Lula “Abandona” Ministro em caso de Sanções de Trump a Morais; O que o Brasil poderia fazer?

Chanceler afirma que decisões do STF não se submetem a leis estrangeiras e critica pressão de Trump sobre caso Bolsonaro

O chanceler Mauro Vieira afirmou que o governo brasileiro considera “sem cabimento” as ameaças de sanções por parte dos Estados Unidos contra o ministro do Supremo Tribunal Federal (STF), Alexandre de Moraes.

Em entrevista à Folha de S. Paulo, o ministro das Relações Exteriores disse que o Brasil não responderá com confrontos caso medidas sejam adotadas pelo governo do republicano Donald Trump, mas deixou claro que não aceitará interferências externas nas decisões do Judiciário nacional.

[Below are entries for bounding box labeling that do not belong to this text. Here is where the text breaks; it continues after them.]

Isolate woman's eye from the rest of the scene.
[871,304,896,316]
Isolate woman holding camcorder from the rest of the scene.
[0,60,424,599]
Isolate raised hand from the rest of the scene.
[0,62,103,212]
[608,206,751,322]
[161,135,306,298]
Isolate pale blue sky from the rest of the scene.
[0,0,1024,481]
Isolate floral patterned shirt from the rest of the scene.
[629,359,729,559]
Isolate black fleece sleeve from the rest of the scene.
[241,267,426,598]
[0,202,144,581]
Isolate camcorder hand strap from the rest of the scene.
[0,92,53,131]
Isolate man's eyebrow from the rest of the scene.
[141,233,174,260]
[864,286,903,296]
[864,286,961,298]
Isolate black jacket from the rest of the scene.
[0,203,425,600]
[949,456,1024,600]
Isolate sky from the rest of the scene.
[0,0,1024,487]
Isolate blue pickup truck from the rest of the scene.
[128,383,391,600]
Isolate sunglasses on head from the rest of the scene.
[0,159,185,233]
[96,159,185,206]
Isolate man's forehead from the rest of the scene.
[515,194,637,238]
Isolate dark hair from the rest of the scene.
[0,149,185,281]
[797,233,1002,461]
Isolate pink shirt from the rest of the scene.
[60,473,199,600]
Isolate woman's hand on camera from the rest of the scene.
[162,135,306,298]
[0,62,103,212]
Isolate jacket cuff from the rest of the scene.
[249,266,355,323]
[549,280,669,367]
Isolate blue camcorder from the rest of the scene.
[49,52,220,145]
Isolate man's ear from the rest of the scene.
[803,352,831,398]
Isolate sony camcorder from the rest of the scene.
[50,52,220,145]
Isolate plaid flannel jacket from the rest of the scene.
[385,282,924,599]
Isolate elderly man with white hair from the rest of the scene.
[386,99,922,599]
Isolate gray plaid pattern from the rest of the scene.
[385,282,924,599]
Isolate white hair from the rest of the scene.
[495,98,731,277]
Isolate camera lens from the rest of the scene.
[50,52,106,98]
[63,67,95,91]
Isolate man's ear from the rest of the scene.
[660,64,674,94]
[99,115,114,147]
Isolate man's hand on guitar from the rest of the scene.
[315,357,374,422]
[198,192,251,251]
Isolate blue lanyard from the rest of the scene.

“O que o Brasil poderia fazer? Virar a cara, dizer que está zangado? Temos que seguir em frente”, afirmou Vieira, que classificou a hipótese de sanções como improvável. “As leis americanas são aplicadas nos Estados Unidos. As leis brasileiras são aplicadas no Brasil.”

A ameaça de punições tem sido levantada por autoridades da nova gestão Trump, como o secretário de Estado Marco Rubio, que acusam Moraes de censurar redes sociais americanas. O chanceler rebateu, afirmando que essas críticas partem de desinformação. “Eles argumentam. Mas [Moraes] não é [ditador]. Simplesmente não é. Precisam se informar melhor.”

Vieira afirmou que o Itamaraty já deixou clara sua posição à embaixada dos Estados Unidos e reiterou que qualquer empresa estrangeira atuando no país deve se submeter à legislação brasileira. “Se não quiser, não fique aqui”, declarou.

As tensões entre os governos brasileiro e norte-americano aumentaram após Trump publicar em suas redes sociais, nesta segunda-feira (7), uma mensagem de apoio ao ex-presidente Jair Bolsonaro (PL), a quem classificou como vítima de uma “caça às bruxas”. “Eles não fazem nada além de persegui-lo. Ele não é culpado de nada, exceto por ter lutado pelo povo”, escreveu o republicano.